Behind him, the baby began to cry.

•   •   •

“W
HO
ARE
YOU
?” the girl in the pantry said. “I don’t recognize your voice.”

“I’m . . .” Jack hesitated, then glanced at the black bag on the table. “I’m a doctor.”

“Can you see . . . Is there a constable out there somewhere?”

“Oh, I see him.”

Jack looked through the bag and found what he was looking for. He removed a flannel the size of a handkerchief and a small glass vial. He unstoppered the vial and poured a bit of the colorless liquid onto the cloth, careful to keep it far away from his face. The fumes were powerful. He set the vial back on the table and stepped out of the kitchen just as someone ran down the stairs ahead of him at the far end of the hall.

•   •   •

“W
HO
ARE
YOU
?” Kingsley said.

But he didn’t wait for an answer. He was afraid he might lose his nerve if he hesitated, so he barreled straight at the bloody bald man and knocked him back against the wall next to the front door.

“Don’t move,” he said. Then: “Fiona!”

He looked around wildly, hoping he would not see her body on the floor, shouting as loud as he could, and hoping she was able to respond.

“Fiona, are you all right?”

He had the scalpel in his hand, kept it near the bald man’s throat while he reached over with his free hand and unlatched the door. Sergeant Hammersmith immediately burst into the room, but stopped cold when he saw the bald man, who glared at Hammersmith with fear and rage in his eyes.

“Hongermiff!” the bald man said. “Gie!”

The bald man wrenched himself away from Kingsley as Hammersmith lunged toward them. Too late, Kingsley realized the stranger was holding a pair of sewing scissors. Kingsley brought the scalpel down, trying to stop the bald man’s forward motion or even cut the scissors out of his hand. He sliced through the tendons of the man’s arm as it swept around, and the scissors buried themselves in Hammersmith’s chest.

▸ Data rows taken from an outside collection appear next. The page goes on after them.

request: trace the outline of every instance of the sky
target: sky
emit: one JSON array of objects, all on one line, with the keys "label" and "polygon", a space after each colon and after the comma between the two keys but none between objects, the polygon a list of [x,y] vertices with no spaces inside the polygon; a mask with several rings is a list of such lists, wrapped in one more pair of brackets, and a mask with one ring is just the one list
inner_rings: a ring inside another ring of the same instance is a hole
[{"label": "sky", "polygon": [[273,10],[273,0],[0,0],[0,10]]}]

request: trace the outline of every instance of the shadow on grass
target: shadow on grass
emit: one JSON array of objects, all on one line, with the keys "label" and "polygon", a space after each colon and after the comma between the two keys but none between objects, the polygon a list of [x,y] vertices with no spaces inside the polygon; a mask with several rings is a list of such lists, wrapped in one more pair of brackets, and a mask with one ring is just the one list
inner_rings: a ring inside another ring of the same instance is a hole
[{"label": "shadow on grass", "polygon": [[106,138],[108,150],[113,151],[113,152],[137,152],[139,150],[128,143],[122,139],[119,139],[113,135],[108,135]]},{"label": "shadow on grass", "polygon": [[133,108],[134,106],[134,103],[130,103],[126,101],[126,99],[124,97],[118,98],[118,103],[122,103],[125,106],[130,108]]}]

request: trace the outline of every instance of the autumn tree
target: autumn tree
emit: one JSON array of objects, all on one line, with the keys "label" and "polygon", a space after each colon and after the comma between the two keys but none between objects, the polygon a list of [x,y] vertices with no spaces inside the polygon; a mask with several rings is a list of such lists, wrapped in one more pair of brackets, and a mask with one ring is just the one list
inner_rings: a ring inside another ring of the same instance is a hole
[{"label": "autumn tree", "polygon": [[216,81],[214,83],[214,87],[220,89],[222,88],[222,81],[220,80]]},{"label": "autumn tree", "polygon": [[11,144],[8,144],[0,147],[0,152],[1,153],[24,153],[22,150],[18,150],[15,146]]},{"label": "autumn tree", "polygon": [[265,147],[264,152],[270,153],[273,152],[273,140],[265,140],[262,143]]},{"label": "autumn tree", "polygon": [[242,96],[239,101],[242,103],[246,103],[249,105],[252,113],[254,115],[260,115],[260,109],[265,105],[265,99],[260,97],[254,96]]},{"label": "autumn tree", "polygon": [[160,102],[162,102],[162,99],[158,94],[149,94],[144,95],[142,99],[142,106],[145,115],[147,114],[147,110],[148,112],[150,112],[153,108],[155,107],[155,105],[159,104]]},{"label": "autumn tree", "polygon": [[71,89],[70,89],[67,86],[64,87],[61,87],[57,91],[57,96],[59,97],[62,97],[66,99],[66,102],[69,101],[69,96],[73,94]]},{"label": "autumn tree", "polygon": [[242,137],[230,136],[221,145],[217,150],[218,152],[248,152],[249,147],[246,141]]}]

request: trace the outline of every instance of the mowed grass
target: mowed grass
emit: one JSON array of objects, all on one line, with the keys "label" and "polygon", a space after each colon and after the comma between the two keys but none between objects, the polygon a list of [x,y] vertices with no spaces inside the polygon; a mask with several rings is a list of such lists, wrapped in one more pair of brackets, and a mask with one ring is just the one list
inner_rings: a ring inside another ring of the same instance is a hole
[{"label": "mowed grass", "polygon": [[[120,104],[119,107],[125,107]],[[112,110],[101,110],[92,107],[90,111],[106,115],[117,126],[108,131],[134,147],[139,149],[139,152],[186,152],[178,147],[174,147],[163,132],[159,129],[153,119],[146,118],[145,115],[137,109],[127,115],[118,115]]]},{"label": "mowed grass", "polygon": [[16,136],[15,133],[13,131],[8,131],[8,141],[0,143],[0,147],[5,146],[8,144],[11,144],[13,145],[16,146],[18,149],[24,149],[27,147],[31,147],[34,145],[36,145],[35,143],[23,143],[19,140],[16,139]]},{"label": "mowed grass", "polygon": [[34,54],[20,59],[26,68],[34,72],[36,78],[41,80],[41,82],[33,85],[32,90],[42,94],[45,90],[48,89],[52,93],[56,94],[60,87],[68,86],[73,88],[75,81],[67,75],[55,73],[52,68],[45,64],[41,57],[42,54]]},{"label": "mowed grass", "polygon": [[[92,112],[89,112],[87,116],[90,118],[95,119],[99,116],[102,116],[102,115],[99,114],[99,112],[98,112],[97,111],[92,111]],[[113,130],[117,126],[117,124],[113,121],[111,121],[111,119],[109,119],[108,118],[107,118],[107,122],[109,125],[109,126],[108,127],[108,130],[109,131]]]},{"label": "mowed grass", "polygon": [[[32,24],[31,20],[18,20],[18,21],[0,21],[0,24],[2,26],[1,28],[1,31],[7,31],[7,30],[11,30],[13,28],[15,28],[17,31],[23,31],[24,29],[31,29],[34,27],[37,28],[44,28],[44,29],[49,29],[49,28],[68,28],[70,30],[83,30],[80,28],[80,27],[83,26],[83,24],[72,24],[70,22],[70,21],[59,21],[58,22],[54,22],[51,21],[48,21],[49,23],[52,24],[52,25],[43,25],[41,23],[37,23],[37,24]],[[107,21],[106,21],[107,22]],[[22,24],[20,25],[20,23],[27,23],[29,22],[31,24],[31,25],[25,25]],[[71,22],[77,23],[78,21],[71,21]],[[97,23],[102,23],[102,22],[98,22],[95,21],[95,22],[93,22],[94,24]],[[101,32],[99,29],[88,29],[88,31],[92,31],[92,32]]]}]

All three men stopped moving and stared at the handles of the scissors, miraculously stuck to the front of Hammersmith’s shirt, a black enameled double loop magnetized to his body. Then a red stain crept outward from a buttonhole and a thin tributary made its way down the shirt, toward Hammersmith’s belly. The sergeant looked up at Kingsley with a reverential expression. He opened his mouth and a bubble of blood burst against his lips.

Hammersmith fell to his knees and toppled backward against the doorjamb.

Upstairs, Claire screamed and broke the silence.

Dr Kingsley realized that someone was standing behind him and began to turn just as a pair of rough hands grabbed him and stuck a cloth over his mouth and nose. There was a sharp odor
and then the room was washed away and he felt himself falling as if he were watching someone else at a great distance.

He thought perhaps he heard Claire scream again, but she was also far away and he couldn’t move and he floated off into a dark and dreamless ocean.